Picture this, it’s a normal Wednesday evening, nothing much going on so I decide to have a hot shower and wash my hair. I had been growing my hair since I got engaged in December 2008 and by that evening it fell past my shoulders and half way down my back- the longest I had ever had it. I had wanted long hair so that I could get it put up for my wedding in a classic, timeless style and although I got married in 2010, I didn’t cut it afterwards.
I kept it long and felt like it was some sort of badge, I was proud to have had the patience to grow it. It was feminine and fun. I’d also got very good at styling it- in curls, in up-dos, side low ponytail with curls was a particular fav…
But then on this normal Wednesday evening as I lathered my thick blonde locks in shampoo, I felt this sudden and intense desire to cut it all off. It was such a strong feeling. I often get urges and decide to do something to my hair, whether it’s dying it darker, styling it differently or that one time I decided to get bright pink sections (I seriously did!!), however this was a much more powerful emotion.
I almost grabbed the scissors as soon as I stepped out of the shower but thought “hmmm…probably best to get professional help here”, and I don’t mean a therapist. Thankfully I’d already made a hair appointment with my fabulous hairdresser Roisin at ‘The Works” in Omagh.
So two days later, I broke the news to Roisin that I want to cut off the two years of patience.

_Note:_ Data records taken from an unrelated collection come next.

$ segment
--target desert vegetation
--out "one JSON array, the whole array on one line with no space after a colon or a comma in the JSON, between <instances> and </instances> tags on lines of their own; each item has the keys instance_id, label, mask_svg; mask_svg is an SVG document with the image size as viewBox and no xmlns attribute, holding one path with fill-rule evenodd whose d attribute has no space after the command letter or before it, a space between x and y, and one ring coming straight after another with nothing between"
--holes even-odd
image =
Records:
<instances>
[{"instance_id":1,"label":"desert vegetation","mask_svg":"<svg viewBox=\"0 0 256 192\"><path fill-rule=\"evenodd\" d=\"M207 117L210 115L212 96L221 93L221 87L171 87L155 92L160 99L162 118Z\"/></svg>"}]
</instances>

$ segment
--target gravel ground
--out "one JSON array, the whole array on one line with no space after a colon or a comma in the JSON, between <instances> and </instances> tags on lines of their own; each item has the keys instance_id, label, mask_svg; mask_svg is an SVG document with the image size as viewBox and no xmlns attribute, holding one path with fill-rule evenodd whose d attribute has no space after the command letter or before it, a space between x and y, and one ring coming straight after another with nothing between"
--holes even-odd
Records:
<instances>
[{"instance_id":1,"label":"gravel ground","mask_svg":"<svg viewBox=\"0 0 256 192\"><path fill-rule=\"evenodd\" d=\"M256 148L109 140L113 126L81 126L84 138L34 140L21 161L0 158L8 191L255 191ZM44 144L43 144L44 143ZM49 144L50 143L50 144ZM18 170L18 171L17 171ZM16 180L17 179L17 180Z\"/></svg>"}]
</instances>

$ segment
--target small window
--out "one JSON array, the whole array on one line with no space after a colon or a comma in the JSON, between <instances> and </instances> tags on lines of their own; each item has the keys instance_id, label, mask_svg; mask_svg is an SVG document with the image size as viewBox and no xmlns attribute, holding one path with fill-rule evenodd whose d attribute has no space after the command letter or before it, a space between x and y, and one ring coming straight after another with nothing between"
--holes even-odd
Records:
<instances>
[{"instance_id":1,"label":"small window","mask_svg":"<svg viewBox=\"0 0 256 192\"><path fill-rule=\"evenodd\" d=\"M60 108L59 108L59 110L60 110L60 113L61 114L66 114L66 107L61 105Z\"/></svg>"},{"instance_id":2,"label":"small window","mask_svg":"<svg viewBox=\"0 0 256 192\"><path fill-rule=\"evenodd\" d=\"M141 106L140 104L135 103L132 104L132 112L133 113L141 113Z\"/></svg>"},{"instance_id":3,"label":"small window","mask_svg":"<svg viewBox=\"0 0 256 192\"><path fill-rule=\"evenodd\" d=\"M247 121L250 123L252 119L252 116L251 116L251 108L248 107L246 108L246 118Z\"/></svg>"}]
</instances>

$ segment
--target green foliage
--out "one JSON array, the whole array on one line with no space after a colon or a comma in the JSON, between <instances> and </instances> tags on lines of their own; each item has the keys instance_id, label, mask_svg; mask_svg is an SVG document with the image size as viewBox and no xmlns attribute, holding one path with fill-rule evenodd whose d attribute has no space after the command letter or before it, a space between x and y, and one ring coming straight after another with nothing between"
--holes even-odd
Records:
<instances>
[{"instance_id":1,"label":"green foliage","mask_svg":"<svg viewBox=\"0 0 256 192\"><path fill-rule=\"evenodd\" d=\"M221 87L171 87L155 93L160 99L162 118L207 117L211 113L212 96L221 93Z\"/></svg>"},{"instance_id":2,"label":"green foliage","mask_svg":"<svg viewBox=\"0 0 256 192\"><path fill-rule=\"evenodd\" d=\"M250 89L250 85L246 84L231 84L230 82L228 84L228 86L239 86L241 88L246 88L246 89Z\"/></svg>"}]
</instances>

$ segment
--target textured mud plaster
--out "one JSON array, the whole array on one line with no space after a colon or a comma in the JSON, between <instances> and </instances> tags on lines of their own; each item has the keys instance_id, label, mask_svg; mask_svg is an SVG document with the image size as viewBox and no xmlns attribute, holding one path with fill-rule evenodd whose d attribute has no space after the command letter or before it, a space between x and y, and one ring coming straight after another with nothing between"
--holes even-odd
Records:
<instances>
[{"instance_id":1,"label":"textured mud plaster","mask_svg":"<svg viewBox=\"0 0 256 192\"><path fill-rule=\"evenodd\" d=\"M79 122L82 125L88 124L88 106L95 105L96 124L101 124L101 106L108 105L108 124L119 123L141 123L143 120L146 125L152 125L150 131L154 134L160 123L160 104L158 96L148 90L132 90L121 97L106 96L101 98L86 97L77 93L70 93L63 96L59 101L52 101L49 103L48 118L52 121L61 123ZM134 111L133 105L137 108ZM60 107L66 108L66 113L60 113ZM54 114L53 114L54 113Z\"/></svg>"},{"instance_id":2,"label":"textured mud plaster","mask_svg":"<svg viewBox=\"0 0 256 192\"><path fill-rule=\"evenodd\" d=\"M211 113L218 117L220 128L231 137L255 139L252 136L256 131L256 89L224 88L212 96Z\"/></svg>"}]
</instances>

I was never one for being precious about my hair, I’m of the opinion that it will always grow back, a somewhat different attitude to others I’ve seen in the hairdressers chair with a nervous fear of losing any more than exactly one inch of their locks.
Now, I must explain that Roisin has been my hairdresser for many years and I trust her implicitly. I showed her what I thought might look good on me, a Gywneth Paltrow-style long bob and she worked her magic.
Having about 6 inches or more cut off my hair felt like a weight off my shoulders (sorry for cliche!). It was like two years of stress, anxiety, loss- all the negative emotions- just fell to the floor along with my split ends. My new cut made me feel confident, sexy, fashionable and in a way, me again.
So what is the point in telling you this story? ;) To recommend a change in style and it can make you feel like a new person, or re-discover your old self…either way it is a change and we could all use that every once in a while.